Jesus salva-nos, mostrando-nos que pedir não é indigno, mas libertador. É a maneira de sair da ocultação do pecado e de regressar ao espaço da comunhão. Desde o início, o pecado gerou vergonha. Mas o perdão, o verdadeiro perdão, nasce quando podemos olhar de frente a nossa necessidade e deixar de ter medo da rejeição.

A sede de Jesus na cruz é então também a nossa sede. É o grito da humanidade ferida que continua a procurar a água viva. E esta sede não nos afasta de Deus, mas une-nos a Ele. Se tivermos a coragem de o reconhecer, podemos descobrir que a nossa fragilidade é também uma ponte para o céu. É precisamente no pedir - e não no possuir - que se abre um caminho de liberdade, porque deixamos de pretender bastar-nos a nós próprios.

Na fraternidade, na vida simples, na arte de pedir sem vergonha e de oferecer sem cálculo, esconde-se uma alegria que o mundo não conhece. Uma alegria que nos leva de volta à verdade original do nosso ser: somos criaturas feitas para dar e receber amor.

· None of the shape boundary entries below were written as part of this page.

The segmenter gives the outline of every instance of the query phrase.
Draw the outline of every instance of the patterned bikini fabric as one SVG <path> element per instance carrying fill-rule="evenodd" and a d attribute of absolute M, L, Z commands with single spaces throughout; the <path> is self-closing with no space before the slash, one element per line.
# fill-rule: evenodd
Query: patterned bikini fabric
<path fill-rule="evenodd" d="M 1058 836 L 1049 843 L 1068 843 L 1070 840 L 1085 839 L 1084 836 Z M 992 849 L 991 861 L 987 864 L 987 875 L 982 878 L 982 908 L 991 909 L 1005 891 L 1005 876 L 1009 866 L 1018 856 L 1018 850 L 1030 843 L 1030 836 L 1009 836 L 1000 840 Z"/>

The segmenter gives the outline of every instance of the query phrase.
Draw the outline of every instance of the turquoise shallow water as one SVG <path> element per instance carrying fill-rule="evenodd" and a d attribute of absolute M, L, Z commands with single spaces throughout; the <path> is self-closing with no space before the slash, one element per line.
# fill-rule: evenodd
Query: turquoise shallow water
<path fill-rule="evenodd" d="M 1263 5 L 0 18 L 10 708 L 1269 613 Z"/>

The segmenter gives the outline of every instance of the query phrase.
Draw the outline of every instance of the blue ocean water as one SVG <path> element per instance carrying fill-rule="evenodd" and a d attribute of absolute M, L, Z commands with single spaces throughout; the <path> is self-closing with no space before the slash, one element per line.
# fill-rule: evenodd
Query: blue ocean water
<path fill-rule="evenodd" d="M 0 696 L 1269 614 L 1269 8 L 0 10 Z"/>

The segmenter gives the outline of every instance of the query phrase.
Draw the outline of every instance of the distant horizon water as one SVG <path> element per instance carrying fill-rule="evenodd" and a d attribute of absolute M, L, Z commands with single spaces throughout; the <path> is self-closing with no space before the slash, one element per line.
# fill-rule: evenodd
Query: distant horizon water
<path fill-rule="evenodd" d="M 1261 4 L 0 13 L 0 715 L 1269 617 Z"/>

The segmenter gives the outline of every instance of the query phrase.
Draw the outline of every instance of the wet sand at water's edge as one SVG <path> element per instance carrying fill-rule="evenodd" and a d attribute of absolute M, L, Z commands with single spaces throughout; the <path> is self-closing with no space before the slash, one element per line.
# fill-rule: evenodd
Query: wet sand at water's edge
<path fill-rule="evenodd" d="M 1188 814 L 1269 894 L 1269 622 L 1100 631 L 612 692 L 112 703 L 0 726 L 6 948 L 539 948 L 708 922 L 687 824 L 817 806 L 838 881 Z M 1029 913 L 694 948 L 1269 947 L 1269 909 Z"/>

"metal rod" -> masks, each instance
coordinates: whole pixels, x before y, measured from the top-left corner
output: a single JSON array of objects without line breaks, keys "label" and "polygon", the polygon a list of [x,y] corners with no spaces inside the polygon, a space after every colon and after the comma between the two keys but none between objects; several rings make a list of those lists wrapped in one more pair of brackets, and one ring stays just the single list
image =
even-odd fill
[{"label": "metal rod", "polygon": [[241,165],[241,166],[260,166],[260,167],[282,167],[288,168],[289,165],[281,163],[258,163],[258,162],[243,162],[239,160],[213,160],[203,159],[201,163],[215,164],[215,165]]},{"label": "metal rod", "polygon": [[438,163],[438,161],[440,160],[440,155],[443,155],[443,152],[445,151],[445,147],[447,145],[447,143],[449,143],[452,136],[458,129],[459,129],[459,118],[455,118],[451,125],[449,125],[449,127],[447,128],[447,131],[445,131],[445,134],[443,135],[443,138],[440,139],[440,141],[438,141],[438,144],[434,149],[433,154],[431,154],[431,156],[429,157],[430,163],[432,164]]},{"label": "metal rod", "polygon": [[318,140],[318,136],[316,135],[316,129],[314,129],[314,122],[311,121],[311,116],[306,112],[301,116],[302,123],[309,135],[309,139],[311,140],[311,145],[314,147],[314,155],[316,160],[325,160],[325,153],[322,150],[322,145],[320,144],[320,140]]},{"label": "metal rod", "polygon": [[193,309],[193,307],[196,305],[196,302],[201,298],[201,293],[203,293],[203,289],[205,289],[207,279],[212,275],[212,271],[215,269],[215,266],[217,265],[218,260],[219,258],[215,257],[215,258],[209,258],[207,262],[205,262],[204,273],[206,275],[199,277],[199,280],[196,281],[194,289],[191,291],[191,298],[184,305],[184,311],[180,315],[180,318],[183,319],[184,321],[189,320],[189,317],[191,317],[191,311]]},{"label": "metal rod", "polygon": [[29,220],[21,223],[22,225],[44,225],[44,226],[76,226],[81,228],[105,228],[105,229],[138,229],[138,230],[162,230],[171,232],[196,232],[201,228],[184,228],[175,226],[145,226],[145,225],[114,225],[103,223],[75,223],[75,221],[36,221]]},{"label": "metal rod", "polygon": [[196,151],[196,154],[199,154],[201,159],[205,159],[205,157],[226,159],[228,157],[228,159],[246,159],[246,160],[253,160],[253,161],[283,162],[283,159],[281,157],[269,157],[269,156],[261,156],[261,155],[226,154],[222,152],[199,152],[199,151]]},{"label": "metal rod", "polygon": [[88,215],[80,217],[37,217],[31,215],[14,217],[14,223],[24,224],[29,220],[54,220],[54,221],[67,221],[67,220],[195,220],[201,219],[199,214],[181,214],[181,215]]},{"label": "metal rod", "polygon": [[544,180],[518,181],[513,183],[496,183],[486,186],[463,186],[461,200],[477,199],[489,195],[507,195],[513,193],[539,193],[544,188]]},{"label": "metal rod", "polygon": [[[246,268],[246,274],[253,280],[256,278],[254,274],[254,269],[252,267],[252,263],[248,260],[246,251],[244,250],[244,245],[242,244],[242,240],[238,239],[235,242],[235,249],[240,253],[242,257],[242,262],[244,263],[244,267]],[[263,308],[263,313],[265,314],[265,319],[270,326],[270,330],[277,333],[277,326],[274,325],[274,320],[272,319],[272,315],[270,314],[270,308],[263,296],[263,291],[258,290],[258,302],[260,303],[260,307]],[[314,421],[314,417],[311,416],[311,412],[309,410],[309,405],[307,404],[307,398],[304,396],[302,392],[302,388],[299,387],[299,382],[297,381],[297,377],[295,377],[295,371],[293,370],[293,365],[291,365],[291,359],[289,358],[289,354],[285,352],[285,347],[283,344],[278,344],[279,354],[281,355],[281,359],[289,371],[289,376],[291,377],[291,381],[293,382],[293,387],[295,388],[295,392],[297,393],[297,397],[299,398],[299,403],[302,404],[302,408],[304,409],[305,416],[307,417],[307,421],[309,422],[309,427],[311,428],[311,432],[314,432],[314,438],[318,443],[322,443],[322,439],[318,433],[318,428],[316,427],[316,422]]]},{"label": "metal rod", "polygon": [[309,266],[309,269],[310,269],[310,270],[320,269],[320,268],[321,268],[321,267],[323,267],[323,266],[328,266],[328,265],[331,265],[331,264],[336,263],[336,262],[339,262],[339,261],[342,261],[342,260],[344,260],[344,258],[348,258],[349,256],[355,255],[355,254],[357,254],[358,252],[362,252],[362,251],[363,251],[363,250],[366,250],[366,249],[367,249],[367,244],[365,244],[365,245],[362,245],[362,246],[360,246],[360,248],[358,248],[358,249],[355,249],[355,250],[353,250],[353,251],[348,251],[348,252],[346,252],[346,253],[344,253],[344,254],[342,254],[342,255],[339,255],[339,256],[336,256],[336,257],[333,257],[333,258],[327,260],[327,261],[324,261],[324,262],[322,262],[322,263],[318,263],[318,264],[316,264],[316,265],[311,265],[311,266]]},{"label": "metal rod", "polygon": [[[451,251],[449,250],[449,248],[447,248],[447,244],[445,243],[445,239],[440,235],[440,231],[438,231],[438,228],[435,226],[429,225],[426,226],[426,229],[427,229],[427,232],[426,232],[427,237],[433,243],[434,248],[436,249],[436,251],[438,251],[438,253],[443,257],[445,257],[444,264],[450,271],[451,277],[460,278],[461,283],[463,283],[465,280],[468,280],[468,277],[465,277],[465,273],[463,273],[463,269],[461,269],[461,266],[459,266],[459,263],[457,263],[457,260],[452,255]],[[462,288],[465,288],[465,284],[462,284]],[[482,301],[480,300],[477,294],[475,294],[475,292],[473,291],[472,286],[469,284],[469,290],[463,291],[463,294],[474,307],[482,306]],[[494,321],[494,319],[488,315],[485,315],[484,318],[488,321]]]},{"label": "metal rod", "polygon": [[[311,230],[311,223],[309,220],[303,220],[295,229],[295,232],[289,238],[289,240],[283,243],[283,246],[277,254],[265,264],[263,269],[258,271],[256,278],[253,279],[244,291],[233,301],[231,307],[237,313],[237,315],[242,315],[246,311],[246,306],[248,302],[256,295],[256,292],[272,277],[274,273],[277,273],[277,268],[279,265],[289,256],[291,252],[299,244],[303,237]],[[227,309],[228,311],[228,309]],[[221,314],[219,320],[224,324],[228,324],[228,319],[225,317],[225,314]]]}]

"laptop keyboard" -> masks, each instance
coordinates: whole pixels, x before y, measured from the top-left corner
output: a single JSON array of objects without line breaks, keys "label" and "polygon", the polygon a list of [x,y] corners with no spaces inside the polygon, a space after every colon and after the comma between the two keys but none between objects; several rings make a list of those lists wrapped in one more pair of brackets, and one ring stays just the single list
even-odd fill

Caros irmãos e irmãs, na sede de Cristo podemos reconhecer toda a nossa sede. E aprender que não há nada mais humano, nada mais divino, do que saber dizer: tenho necessidade. Não tenhamos medo de pedir, sobretudo quando nos parece que não o merecemos. Não tenhamos vergonha de estender a mão. É precisamente aí, nesse gesto humilde, que se esconde a salvação.

Um momento da catequese sobre Jesus Cristo na audiência geral do Papa Leão XIV na Praça de São Pedro (@Vatican Media)

O último apelo do Papa Leão

Estão a chegar notícias dramáticas do Sudão, em particular de Darfur. Em El Fasher, muitos civis estão encurralados na cidade, vítimas da escassez e da violência. Em Tarasin, um deslizamento de terras devastador causou numerosas mortes, deixando um rasto de dor e desespero. E, como se não bastasse, a propagação da cólera ameaça centenas de milhares de pessoas já exaustas. Estou mais próximo do que nunca do povo sudanês, em particular das famílias, das crianças e das pessoas deslocadas.

Rezo por todas as vítimas. Apelo sinceramente aos responsáveis e à comunidade internacional para que assegurem corredores humanitários e lancem uma resposta coordenada para pôr termo a esta catástrofe humanitária. É tempo de um diálogo sério, sincero e inclusivo entre as partes para pôr termo ao conflito e devolver a esperança, a dignidade e a paz ao povo do Sudão.